Characterization of a Streptococcus mutans intergenic region containing a small toxic peptide and its cis-encoded antisense small RNA antitoxin.

Toxin-antitoxin (TA) modules consist of a pair of genes that encode two components: a protein toxin and an antitoxin, which may be in the form of either a labile protein or an antisense small RNA. Here we describe, to the best of our knowledge, the first functional chromosomal type I TA system in streptococci. Our model organism is the oral pathogen Streptococcus mutans. Our results showed that the genome of S. mutans UA159 reference strain harbors a previously unannotated Fst-like toxin (Fst-Sm) and its cis-encoded small RNA antitoxin (srSm) converging towards the end of the toxin gene in IGR176, a small intergenic region of 318 nt. Fst-Sm is a small hydrophobic peptide of 32 amino acid residues with homology to the Fst toxin family. Transcripts of ∼200 nt and ∼70 nt specific to fst-Sm mRNA and srSm RNA, respectively, were detected by Northern blot analysis throughout S. mutans growth. The toxin mRNA was considerably more stable than its cognate antitoxin. The half-life of srSm RNA was determined to be ∼30 min, while fst-Sm mRNA had a half-life of ∼90 min. Both fst-Sm and srSm RNAs were transcribed across direct tandem repeats providing a region of complementarity for inhibition of toxin translation.
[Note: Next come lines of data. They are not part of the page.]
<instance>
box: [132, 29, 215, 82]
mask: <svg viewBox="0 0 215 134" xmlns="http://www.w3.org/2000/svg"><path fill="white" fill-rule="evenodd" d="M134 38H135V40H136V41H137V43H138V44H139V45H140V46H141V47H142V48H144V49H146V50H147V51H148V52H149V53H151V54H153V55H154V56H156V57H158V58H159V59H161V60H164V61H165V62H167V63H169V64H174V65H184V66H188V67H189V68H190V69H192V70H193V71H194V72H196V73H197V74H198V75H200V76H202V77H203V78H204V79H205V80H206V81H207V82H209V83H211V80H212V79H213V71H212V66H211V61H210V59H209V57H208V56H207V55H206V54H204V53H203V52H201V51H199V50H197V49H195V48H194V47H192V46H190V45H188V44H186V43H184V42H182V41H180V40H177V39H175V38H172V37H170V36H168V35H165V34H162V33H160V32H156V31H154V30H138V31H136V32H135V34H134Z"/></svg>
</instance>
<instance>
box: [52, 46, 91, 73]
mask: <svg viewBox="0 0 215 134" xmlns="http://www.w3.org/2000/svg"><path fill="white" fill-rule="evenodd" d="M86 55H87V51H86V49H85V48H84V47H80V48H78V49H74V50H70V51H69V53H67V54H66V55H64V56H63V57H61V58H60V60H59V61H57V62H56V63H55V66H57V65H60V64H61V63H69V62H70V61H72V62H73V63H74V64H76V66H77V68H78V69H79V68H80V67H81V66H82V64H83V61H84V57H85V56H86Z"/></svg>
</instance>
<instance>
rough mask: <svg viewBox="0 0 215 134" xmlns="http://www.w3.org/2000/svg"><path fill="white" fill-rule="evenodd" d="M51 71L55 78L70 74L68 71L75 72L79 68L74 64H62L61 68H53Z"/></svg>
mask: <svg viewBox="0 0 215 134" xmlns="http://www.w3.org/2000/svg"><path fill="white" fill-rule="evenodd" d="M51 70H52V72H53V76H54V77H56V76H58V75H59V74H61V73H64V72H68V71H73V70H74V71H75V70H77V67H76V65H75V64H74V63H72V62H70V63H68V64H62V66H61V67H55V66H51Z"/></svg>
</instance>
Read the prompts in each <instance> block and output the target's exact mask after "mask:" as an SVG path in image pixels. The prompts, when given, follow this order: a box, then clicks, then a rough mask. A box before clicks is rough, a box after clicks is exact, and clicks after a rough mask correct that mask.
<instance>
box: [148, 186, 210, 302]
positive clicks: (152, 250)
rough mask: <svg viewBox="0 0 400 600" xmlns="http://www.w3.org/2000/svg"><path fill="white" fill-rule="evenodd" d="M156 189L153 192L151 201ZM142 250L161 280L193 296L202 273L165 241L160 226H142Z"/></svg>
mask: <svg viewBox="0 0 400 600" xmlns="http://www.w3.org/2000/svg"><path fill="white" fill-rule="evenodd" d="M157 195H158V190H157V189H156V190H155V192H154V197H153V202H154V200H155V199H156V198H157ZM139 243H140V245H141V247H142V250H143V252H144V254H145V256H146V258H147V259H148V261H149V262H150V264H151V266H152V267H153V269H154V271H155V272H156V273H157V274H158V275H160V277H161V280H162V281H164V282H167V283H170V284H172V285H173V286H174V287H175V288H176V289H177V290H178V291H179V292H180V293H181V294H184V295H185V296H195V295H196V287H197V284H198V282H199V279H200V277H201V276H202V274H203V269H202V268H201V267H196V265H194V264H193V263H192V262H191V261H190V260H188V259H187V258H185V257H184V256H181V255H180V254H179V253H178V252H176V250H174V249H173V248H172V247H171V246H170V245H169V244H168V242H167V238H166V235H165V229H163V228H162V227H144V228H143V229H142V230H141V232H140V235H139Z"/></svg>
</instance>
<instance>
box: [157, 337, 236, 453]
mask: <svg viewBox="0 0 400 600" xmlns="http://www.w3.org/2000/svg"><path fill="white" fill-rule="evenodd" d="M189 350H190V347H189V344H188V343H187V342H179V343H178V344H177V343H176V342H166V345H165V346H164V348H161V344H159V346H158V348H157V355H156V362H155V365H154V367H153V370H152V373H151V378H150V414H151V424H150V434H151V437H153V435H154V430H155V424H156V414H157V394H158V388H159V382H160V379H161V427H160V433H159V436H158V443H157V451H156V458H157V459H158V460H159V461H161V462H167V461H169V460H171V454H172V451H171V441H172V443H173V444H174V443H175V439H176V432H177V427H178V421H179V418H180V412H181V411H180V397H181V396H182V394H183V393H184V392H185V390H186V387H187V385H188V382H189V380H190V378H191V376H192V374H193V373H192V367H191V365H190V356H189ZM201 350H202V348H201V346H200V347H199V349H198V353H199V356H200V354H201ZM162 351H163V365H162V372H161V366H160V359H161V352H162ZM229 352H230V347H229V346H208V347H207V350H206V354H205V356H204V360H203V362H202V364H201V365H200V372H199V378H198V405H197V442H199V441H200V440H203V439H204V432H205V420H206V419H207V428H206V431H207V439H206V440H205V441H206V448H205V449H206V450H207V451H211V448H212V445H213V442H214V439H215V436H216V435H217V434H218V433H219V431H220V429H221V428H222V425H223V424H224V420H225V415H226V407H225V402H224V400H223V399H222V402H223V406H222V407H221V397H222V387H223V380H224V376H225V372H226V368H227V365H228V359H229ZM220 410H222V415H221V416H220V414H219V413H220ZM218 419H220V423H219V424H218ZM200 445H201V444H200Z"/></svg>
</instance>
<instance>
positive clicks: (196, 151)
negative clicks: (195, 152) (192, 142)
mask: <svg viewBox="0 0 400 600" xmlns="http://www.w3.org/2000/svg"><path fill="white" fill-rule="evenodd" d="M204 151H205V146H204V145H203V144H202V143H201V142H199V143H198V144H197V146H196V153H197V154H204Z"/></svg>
Overproduction of Fst-Sm had a toxic effect on E. coli and S. mutans cells which can be neutralized by coexpression of srSm RNA. Deletion of fst-Sm/srSm locus or overexpression of Fst-Sm/srSm had no effect on S. mutans cell growth in liquid medium and no differences in the total biofilm biomass were noted. In contrast, mild-overproduction of Fst-Sm/srSm type I TA system decreases the levels of persister cells tolerant to bacterial cell wall synthesis inhibitors.